Dravet syndrome is perhaps not a household word for many people, but for the families it impacts, the effects can be devastating. This cognitive disease affects around 1 out of every 20,000 infants born, according to the National Institute of Neurological Disorders and Stroke. It tends to manifest around five to eight months of age, beginning as multiple onsets of seizures related to fevers. These are followed by other forms of seizures, problems sleeping, having hyperactivity and attention difficulties, and trouble acquiring motor, language, and social skills. In the worst cases, a constant, persistent seizure known as status epilepticus can occur, as well as death. Although some children experience a partial alleviation of symptoms after five years of age, the majority require live-in caregivers by the time they reach adulthood. 

In addition to the constant risk of seizure, along with other developmental and emotional disorders that tend to occur alongside Dravet syndrome, treatment poses a problem of its own. Many drugs that might be used for similar conditions, like carbamazepine, gabapentin, and phenytoin, cannot be used in Dravet syndrome because they actually increase the seizure risk. While other drugs may be prescribed based on the patient, there may be a need for other regimens, including diet and supplementation. 

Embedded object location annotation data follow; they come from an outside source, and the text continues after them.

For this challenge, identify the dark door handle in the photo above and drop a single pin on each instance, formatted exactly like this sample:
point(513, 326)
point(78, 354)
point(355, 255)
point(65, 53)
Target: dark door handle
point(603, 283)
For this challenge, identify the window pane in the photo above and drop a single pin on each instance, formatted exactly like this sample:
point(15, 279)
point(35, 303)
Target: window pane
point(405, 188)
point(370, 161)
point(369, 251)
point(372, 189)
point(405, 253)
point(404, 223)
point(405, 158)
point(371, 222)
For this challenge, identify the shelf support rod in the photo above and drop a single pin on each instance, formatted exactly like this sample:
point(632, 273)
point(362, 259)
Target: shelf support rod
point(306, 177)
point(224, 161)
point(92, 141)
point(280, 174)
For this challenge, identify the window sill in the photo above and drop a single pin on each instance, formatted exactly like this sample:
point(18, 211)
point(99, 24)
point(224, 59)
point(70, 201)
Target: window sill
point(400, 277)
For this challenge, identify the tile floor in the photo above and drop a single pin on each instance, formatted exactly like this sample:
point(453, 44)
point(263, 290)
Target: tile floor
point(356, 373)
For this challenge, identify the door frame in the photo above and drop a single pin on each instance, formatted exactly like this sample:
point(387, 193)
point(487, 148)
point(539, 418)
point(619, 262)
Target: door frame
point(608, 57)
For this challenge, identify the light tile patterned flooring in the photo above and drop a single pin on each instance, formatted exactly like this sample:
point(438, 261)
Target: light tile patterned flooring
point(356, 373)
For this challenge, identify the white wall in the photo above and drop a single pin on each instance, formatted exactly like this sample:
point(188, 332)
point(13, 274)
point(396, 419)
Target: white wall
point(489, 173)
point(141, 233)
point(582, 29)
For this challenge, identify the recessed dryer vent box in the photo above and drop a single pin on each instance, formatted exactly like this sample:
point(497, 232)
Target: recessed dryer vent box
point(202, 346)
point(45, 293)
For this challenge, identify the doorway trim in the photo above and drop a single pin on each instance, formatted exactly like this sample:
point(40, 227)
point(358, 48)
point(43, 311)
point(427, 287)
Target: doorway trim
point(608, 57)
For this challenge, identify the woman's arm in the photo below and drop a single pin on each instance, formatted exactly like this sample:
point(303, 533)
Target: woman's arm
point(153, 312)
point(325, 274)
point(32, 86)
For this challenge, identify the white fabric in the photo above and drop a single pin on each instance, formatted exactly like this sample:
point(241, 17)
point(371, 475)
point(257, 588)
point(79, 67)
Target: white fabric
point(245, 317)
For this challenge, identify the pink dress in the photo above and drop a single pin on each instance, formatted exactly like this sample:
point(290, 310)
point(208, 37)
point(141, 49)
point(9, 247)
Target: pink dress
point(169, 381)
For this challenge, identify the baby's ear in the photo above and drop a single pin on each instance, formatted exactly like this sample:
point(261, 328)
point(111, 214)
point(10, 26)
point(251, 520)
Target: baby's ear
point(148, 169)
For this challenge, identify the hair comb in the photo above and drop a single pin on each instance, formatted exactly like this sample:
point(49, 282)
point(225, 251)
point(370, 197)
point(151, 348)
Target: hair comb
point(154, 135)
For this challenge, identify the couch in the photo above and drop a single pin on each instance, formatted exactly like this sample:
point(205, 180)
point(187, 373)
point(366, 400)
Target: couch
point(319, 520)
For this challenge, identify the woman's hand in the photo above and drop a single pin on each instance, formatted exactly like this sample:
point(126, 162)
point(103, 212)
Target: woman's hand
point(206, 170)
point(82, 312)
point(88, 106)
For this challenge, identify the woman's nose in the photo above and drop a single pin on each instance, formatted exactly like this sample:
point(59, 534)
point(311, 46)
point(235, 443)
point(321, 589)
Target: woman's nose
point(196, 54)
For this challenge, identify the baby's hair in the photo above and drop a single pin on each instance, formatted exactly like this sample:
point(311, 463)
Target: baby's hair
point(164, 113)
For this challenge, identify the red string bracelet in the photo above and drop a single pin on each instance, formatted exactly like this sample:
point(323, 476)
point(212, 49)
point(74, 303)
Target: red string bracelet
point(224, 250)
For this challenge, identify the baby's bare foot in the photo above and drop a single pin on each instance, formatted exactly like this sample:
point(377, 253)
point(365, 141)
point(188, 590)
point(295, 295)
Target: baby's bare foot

If you know a bit about cannabidiol (CBD), you might suspect that it could potentially work for Dravet syndrome. As we’ve touched on before, it has shown effects in both human and animal studies on epilepsy. Rubio et al. (2016) performed a randomized controlled trial administering cannabidiol to 15 treatment patients and placebos to ten control patients. The treatment patients showed reduced seizure rates after CBD administration. The researchers’ genetic analysis also found that cannabinoid (CB) type-2 gene expression was increased significantly, leading them to conclude that Dravet syndrome’s causes might lie in inflammatory reactions that attack the brain, but that would normally be prevented by people with functioning endocannabinoid systems. 

Other studies seem to point in the same direction. Wirrell (2016) reported on two trials where CBD was administered to medication-resistant people with Dravet syndrome. In one of the trials, performed by a pharmaceutical firm, 39% of people who received CBD along with their usual medication showed monthly reductions in seizures, compared to 16% in a placebo group. In the other study Wirrell (2016) described, administration of CBD oil​ to​ people with Dravet syndrome decreased the total average frequency of seizures by 63%, while 16% of the patients experienced no symptoms at all. More research must be done to confirm these results and ensure they can be generalized to others. For people suffering from Dravet syndrome, though, future studies might herald breakthroughs with how this disease is understood and treated. 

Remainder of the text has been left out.